Lynbrook Economics takes on the National Economics Challenge

Sloka Suresh

This year, Lynbrook Economics Club will be competing in the National Economics Challenge (NEC), a competition that tests student comprehension of the world economy and microeconomic principles. In the first round of competition on March 4, the competing teams will take a comprehensive economics test that will determine whether they move on to the next round. 

Passed by the Legislative Council in the 2019-2020 school year, Lynbrook Economics focuses on teaching students the ins and outs of economics and decision-making. Its goal is to help students stay informed about market functions while also preparing members for state and national economic competitions and quiz bowls.

“We want to provide students with an opportunity to delve deeper into economics at Lynbrook,” said Raymond Shao, vice president of logistics. “We already have quite a few business clubs but those aren’t specifically for economics, so we wanted to bridge that gap.” 

 Currently, the club is preparing members for the NEC, an annual competition comprised of written exams, presentation-based critical thinking rounds and on-stage quiz bowls. The first round of competition happens at the state level, in which teams of three to four students take a multiple-choice exam that covers content ranging from market analysis to customer buying behavior. The top-scoring teams on the exam go on to represent their respective states at the nationwide competition. The national semifinals are the third tier of the competition; there, winners of the state-level competition compete to secure their spot in the finals against China in the international quiz bowl. 

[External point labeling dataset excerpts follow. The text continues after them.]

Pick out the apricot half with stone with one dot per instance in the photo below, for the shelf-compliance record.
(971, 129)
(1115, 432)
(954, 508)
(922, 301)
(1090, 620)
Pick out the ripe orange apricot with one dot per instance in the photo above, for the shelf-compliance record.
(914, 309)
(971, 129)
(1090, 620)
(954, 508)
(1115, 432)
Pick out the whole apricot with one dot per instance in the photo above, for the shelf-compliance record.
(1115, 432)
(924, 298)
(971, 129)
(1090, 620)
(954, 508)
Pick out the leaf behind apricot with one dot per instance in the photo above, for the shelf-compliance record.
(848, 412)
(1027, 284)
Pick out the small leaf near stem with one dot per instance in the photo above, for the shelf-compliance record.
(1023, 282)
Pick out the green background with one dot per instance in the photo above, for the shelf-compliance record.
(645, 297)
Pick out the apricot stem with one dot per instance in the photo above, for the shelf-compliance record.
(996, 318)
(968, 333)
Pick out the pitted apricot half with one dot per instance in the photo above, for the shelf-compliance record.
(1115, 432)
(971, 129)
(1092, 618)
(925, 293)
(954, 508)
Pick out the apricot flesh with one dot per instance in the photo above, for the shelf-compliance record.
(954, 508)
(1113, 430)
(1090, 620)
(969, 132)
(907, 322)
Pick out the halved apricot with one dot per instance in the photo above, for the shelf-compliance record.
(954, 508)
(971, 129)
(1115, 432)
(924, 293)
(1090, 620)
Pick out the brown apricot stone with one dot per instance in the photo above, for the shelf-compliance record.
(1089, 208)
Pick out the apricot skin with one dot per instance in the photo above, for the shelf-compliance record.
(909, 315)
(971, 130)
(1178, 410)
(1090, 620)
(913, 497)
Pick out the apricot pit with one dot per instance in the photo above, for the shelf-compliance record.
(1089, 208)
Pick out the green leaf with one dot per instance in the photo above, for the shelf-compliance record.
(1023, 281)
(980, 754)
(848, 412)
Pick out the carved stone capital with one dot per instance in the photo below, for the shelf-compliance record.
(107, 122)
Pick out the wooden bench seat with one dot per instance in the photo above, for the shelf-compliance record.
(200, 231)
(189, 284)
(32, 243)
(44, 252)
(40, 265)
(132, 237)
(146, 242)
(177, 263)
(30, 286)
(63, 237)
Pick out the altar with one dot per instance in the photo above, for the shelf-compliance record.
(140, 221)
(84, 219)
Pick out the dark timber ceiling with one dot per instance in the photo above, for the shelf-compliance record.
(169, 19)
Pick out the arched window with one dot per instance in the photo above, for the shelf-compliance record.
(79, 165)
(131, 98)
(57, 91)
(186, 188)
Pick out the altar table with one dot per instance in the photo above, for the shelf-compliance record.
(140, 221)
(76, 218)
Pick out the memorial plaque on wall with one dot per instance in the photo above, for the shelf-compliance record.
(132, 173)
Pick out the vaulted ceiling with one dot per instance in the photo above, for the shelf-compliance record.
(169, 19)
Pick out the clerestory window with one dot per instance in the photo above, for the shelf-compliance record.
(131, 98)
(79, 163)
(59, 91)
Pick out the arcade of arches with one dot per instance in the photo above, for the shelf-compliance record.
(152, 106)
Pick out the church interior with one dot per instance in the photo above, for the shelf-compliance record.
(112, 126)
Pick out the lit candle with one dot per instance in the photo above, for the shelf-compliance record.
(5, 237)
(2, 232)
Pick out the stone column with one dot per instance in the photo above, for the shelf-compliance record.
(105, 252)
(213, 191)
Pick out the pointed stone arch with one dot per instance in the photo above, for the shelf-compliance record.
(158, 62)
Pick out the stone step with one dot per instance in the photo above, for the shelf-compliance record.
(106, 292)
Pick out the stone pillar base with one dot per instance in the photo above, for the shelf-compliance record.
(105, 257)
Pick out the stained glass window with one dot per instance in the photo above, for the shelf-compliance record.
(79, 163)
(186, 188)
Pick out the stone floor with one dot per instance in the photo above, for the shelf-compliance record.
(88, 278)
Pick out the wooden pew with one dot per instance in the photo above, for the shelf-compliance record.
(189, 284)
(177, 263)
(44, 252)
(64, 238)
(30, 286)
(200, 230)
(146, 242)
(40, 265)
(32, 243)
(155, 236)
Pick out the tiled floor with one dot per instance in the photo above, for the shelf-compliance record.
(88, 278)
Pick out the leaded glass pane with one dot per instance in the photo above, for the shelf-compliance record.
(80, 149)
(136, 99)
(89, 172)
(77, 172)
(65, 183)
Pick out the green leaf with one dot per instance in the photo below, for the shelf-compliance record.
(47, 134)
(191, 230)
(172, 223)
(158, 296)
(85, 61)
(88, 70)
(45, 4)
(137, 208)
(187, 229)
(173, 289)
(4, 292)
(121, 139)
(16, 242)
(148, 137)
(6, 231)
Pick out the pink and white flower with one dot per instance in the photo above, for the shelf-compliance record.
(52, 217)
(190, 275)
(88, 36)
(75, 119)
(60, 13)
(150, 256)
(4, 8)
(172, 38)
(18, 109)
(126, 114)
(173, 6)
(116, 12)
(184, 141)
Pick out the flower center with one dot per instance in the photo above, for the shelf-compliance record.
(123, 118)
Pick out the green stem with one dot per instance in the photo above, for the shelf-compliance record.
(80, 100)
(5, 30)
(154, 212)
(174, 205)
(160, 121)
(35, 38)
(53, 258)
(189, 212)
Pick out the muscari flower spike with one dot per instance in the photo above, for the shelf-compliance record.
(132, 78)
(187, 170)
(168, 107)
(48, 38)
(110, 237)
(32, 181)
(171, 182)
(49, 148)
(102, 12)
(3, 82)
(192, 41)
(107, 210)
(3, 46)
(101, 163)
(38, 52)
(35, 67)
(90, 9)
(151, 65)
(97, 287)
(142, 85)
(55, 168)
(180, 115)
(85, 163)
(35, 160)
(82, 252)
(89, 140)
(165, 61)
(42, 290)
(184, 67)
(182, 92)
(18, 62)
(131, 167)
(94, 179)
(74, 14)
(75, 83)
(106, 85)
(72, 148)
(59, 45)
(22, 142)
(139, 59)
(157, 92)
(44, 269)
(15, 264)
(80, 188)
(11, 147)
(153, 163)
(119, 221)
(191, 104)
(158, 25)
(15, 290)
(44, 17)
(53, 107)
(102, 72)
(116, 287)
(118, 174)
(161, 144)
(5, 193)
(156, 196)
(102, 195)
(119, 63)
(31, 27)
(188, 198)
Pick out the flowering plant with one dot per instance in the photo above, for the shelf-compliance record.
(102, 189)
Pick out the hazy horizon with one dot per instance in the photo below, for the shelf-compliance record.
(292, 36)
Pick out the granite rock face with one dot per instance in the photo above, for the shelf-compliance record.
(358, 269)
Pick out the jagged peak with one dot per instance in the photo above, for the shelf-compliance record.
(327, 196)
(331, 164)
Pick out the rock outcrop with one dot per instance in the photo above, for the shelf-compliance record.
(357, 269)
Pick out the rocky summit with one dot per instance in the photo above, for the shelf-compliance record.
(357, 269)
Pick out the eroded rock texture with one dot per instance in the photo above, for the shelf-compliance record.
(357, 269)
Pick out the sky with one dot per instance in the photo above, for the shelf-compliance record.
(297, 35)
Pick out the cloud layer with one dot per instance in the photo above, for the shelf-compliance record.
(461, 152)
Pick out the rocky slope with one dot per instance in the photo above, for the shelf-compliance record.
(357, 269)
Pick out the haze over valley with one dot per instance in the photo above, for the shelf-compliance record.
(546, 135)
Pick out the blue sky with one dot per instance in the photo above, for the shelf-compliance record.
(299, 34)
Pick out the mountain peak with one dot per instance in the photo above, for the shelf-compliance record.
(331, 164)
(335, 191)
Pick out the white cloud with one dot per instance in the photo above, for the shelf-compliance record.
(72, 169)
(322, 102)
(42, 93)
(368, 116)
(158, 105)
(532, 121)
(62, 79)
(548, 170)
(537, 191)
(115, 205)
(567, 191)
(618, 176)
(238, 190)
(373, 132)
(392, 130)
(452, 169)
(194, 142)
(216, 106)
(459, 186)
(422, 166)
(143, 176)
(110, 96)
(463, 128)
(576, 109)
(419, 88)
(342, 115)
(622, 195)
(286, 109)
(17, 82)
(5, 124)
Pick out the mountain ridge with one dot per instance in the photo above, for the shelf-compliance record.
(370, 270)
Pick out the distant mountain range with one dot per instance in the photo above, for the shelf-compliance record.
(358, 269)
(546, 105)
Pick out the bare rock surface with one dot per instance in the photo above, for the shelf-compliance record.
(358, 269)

There are two different competition divisions: the David Ricardo Division, which is for new members, and the Adam Smith Division, which is for members who have taken an economics class prior to the competition. Members of Lynbrook Economics are sorted into their divisions based on placement tests the club conducts at the start of the year. Depending on their performance, teams are then separated into their competition division. In addition to the placement test, the club also provides many resources to help members review for the competition. 

“We conduct workshops every Tuesday after school just to teach members and others who are participating in the concepts what they need to know for the National Economics Challenge,” said Aryan Shah, Economics Club’s vice president of training. “In addition, a lot of these exams are based on just the AP Economics content, so we also bought 30 AP Barron’s textbooks and we loan them out to members to study.”

Because the club is still relatively new, the officers are still experimenting with different strategies to make sure their members are successful at the competition. Currently, the after school study sessions seem to have a substantial impact on educating members and providing them with the necessary resources. 

“I think more than anything, we just want [members] to learn and have fun,” Shah said. “There are not many ways, especially in high school, to really utilize the knowledge that you might have learned, especially in the field of economics, so we’re hoping that through this club and competition, students will be more motivated to learn about economics.”